Related papers: Optimistic Feasible Search for Closed-Loop Fair Threshold Decision-Making

Optimistic Feasible Search for Closed-Loop Fair Threshold Decision-Making

URL: http://arxiv.org/abs/2512.22313v1
Date: Fri, 26 Dec 2025 10:44:40 GMT
Title: Optimistic Feasible Search for Closed-Loop Fair Threshold Decision-Making
Authors: Wenzhang Du,
Abstract summary: We study online learning of a one-dimensional threshold policy from bandit feedback.<n>We propose Optimistic Feasible Search (OFS), a simple grid-based method that maintains confidence bounds for reward and constraint residuals.
Score: 0.0
License: http://creativecommons.org/licenses/by/4.0/
Abstract: Closed-loop decision-making systems (e.g., lending, screening, or recidivism risk assessment) often operate under fairness and service constraints while inducing feedback effects: decisions change who appears in the future, yielding non-stationary data and potentially amplifying disparities. We study online learning of a one-dimensional threshold policy from bandit feedback under demographic parity (DP) and, optionally, service-rate constraints. The learner observes only a scalar score each round and selects a threshold; reward and constraint residuals are revealed only for the chosen threshold. We propose Optimistic Feasible Search (OFS), a simple grid-based method that maintains confidence bounds for reward and constraint residuals for each candidate threshold. At each round, OFS selects a threshold that appears feasible under confidence bounds and, among those, maximizes optimistic reward; if no threshold appears feasible, OFS selects the threshold minimizing optimistic constraint violation.
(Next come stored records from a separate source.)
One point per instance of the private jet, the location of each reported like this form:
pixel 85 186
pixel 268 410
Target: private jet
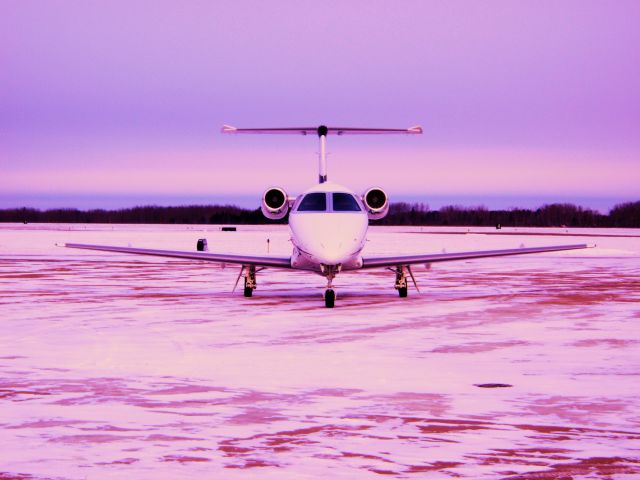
pixel 328 225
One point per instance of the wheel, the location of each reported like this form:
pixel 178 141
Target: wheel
pixel 329 298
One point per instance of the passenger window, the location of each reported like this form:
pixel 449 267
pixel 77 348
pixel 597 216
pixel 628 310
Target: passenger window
pixel 313 202
pixel 344 202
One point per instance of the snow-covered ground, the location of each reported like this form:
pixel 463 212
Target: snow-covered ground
pixel 115 366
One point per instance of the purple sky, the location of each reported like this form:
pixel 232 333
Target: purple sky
pixel 125 99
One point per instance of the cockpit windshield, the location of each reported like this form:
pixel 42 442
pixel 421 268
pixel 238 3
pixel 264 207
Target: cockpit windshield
pixel 344 202
pixel 313 202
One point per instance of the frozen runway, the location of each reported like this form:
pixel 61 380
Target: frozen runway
pixel 115 366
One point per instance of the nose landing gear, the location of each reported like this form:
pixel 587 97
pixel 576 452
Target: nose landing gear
pixel 330 271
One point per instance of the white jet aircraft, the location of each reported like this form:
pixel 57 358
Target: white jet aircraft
pixel 328 224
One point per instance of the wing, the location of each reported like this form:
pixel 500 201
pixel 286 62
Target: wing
pixel 266 261
pixel 376 262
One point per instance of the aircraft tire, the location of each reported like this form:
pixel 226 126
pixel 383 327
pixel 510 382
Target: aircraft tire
pixel 329 298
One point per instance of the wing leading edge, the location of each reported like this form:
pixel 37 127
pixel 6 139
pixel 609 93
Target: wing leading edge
pixel 377 262
pixel 266 261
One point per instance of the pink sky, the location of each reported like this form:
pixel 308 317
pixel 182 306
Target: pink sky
pixel 121 98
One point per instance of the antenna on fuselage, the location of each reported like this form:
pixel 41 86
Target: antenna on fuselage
pixel 322 131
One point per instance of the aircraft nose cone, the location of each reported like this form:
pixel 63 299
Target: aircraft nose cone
pixel 332 253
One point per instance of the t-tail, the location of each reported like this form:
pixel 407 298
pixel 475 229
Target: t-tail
pixel 322 131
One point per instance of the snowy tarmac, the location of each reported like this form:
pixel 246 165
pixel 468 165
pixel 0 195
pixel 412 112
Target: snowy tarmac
pixel 116 366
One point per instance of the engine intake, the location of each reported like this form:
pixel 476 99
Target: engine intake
pixel 275 203
pixel 376 202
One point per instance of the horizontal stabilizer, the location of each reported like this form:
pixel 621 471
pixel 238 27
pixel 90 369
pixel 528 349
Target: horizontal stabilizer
pixel 324 130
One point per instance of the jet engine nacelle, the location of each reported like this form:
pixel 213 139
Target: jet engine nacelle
pixel 275 203
pixel 376 202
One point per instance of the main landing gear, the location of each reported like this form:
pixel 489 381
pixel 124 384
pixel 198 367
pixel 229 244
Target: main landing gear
pixel 402 273
pixel 249 274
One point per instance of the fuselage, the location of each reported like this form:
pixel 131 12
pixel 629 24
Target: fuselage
pixel 328 226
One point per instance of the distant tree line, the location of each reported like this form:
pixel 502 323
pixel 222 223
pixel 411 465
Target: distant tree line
pixel 626 215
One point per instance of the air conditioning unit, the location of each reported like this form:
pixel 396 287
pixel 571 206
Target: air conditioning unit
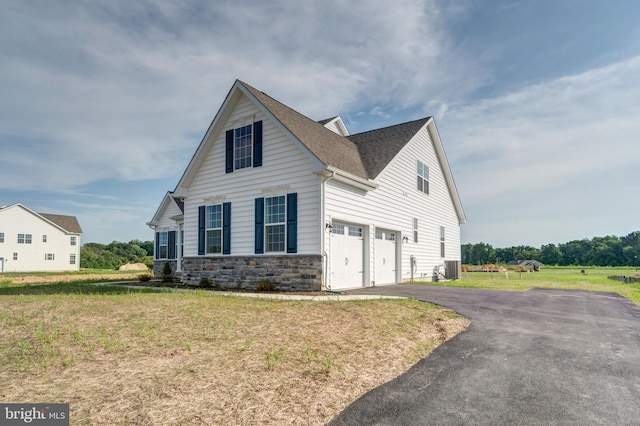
pixel 452 269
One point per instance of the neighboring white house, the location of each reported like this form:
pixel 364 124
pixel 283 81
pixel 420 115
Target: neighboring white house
pixel 273 195
pixel 31 241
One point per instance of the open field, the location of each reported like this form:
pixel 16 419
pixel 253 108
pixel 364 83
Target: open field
pixel 593 278
pixel 121 356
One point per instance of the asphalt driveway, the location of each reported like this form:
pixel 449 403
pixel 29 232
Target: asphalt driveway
pixel 538 357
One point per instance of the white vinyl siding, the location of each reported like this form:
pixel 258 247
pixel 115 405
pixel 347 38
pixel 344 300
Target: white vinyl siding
pixel 283 165
pixel 396 203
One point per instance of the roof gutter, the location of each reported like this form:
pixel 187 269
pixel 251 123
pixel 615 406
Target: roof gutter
pixel 348 179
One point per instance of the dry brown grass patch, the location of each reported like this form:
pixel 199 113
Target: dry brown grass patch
pixel 201 359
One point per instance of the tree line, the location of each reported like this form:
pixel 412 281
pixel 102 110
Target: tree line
pixel 598 251
pixel 116 254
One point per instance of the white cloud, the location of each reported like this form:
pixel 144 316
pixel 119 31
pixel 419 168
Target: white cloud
pixel 550 158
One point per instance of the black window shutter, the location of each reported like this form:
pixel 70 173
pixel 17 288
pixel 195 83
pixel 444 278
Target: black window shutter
pixel 259 228
pixel 292 223
pixel 201 224
pixel 171 241
pixel 226 228
pixel 229 151
pixel 257 144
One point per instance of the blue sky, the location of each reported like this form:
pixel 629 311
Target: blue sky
pixel 103 103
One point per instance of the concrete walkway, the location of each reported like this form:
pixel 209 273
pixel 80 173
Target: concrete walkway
pixel 540 357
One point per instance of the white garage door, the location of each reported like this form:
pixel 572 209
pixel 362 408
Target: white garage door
pixel 385 253
pixel 347 259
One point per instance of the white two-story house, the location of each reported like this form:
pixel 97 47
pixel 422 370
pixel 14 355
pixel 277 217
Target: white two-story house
pixel 273 195
pixel 31 241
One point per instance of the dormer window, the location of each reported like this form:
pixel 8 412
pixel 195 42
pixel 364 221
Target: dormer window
pixel 244 147
pixel 423 177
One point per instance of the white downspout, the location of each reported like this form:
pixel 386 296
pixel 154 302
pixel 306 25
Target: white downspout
pixel 323 228
pixel 179 248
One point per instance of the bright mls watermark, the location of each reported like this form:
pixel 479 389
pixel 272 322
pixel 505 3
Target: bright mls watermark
pixel 34 414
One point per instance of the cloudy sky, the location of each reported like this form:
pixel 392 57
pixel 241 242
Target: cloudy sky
pixel 103 103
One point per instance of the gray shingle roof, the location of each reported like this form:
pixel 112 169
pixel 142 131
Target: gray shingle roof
pixel 68 223
pixel 329 147
pixel 378 147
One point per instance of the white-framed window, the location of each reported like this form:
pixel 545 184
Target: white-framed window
pixel 423 177
pixel 25 238
pixel 355 231
pixel 243 147
pixel 338 228
pixel 163 245
pixel 275 223
pixel 213 227
pixel 386 235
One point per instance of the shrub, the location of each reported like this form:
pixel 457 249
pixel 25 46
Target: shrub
pixel 265 285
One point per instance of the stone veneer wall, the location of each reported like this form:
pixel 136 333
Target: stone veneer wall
pixel 287 272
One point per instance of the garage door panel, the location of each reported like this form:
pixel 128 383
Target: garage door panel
pixel 347 259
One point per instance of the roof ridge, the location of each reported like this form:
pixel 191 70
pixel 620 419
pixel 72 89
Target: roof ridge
pixel 393 125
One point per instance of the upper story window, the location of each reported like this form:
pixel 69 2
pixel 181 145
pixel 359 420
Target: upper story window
pixel 163 245
pixel 244 147
pixel 423 177
pixel 24 238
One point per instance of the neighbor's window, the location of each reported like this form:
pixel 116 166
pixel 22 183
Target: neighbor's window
pixel 275 223
pixel 213 224
pixel 423 177
pixel 24 238
pixel 163 245
pixel 243 147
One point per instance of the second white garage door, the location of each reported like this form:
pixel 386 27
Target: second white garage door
pixel 385 254
pixel 347 258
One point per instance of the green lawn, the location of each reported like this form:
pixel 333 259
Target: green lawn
pixel 582 278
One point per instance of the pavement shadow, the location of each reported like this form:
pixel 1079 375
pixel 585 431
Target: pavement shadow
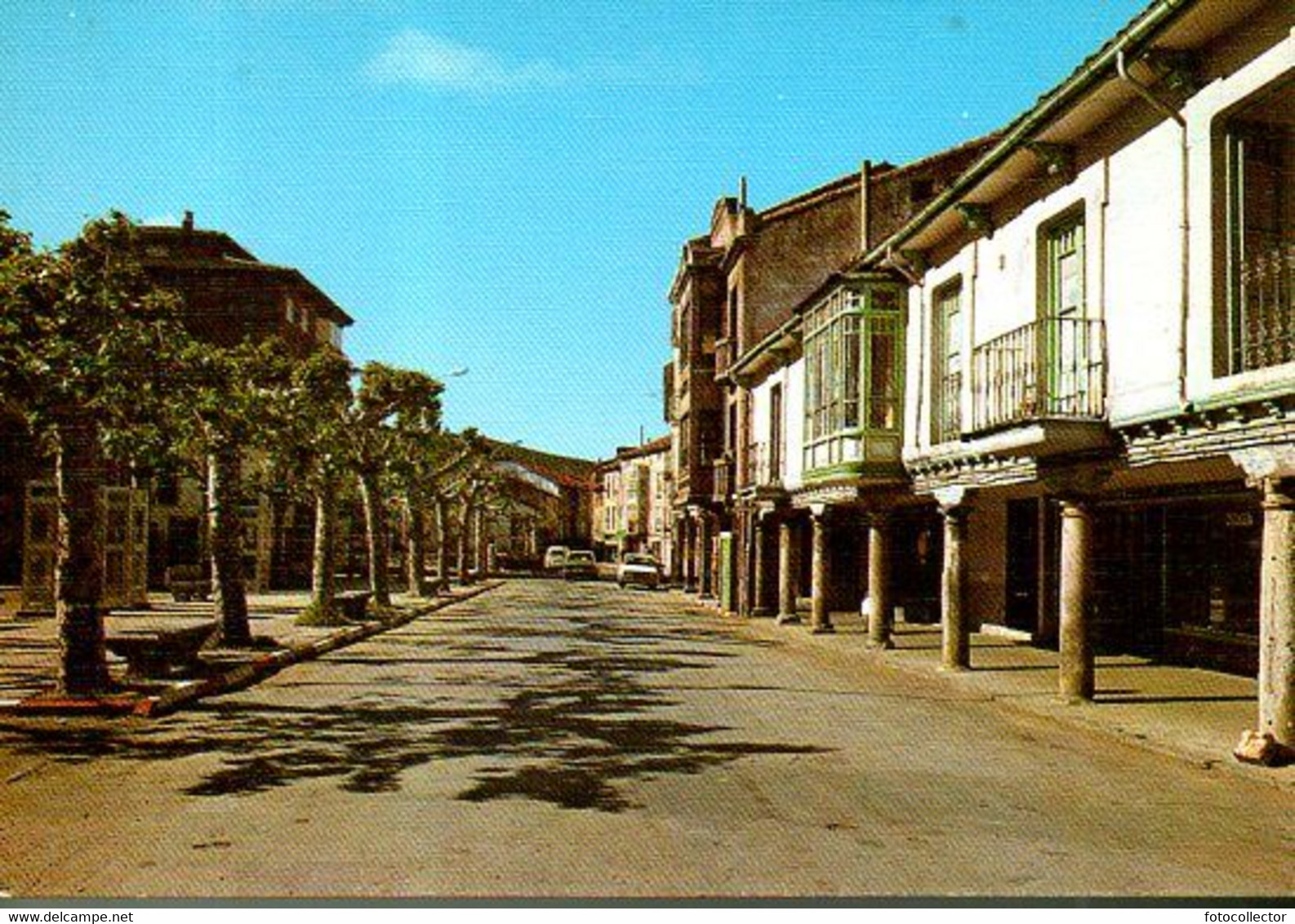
pixel 570 713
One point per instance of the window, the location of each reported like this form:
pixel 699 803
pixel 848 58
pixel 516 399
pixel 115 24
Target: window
pixel 947 374
pixel 853 374
pixel 776 433
pixel 1066 335
pixel 1257 240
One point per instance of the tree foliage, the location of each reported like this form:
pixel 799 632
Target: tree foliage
pixel 86 344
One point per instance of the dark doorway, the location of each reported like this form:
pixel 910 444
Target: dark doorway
pixel 1022 592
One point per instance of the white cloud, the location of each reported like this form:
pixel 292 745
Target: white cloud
pixel 416 57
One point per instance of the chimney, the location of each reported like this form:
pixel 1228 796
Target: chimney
pixel 866 176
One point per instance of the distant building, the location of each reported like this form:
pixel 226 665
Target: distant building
pixel 634 501
pixel 229 296
pixel 544 500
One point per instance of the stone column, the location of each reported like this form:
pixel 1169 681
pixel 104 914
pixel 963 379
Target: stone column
pixel 744 526
pixel 879 616
pixel 956 637
pixel 678 552
pixel 759 570
pixel 1076 601
pixel 820 616
pixel 1277 612
pixel 706 559
pixel 689 563
pixel 789 574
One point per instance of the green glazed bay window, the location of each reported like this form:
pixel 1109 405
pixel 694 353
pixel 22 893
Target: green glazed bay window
pixel 853 349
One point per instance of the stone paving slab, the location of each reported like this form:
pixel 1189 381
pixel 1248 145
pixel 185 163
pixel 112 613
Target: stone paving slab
pixel 29 652
pixel 1191 713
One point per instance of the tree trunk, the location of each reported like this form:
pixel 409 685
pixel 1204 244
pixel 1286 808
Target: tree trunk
pixel 482 544
pixel 324 566
pixel 79 563
pixel 229 592
pixel 416 546
pixel 465 528
pixel 443 541
pixel 376 526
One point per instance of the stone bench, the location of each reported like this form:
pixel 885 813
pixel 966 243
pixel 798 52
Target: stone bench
pixel 159 651
pixel 188 583
pixel 353 603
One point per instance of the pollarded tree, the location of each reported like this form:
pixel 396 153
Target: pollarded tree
pixel 221 411
pixel 313 451
pixel 477 479
pixel 86 358
pixel 422 474
pixel 394 411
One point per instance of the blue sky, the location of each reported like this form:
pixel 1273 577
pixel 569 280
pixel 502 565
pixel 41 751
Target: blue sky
pixel 500 187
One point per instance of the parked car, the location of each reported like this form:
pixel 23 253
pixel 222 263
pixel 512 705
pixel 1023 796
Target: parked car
pixel 554 557
pixel 639 568
pixel 579 565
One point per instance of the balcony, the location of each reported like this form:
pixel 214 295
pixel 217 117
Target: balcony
pixel 1039 390
pixel 947 421
pixel 723 477
pixel 762 471
pixel 1053 368
pixel 1266 327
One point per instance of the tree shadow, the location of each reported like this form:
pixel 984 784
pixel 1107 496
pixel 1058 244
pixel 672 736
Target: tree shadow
pixel 567 712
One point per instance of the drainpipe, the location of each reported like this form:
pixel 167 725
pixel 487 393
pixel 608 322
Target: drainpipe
pixel 1185 294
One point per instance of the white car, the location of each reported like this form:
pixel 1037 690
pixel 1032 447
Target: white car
pixel 554 557
pixel 639 568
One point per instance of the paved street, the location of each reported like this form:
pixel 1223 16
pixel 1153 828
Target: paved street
pixel 578 740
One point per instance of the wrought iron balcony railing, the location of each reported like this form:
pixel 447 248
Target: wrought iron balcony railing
pixel 724 471
pixel 947 420
pixel 1266 334
pixel 1052 368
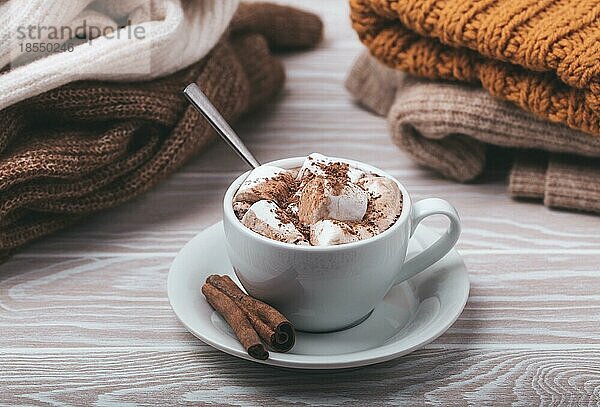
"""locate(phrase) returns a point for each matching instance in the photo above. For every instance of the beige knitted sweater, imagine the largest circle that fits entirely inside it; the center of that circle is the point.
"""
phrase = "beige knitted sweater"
(176, 33)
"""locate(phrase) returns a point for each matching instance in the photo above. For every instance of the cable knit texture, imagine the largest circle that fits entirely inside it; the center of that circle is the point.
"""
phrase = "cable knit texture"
(543, 55)
(449, 127)
(177, 33)
(92, 145)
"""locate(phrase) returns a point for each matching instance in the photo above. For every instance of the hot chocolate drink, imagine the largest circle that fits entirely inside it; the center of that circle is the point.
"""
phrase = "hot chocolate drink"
(324, 202)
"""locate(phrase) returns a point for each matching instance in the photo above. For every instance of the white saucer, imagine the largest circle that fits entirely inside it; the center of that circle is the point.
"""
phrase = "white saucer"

This design directly targets feasible high-utility thresholds and is particularly effective for low-dimensional, interpretable policy classes where discretization is natural. We evaluate OFS on (i) a synthetic closed-loop benchmark with stable contraction dynamics and (ii) two semi-synthetic closed-loop benchmarks grounded in German Credit and COMPAS, constructed by training a score model and feeding group-dependent acceptance decisions back into population composition. Across all environments, OFS achieves higher reward with smaller cumulative constraint violation than unconstrained and primal-dual bandit baselines, and is near-oracle relative to the best feasible fixed threshold under the same sweep procedure. Experiments are reproducible and organized with double-blind-friendly relative outputs.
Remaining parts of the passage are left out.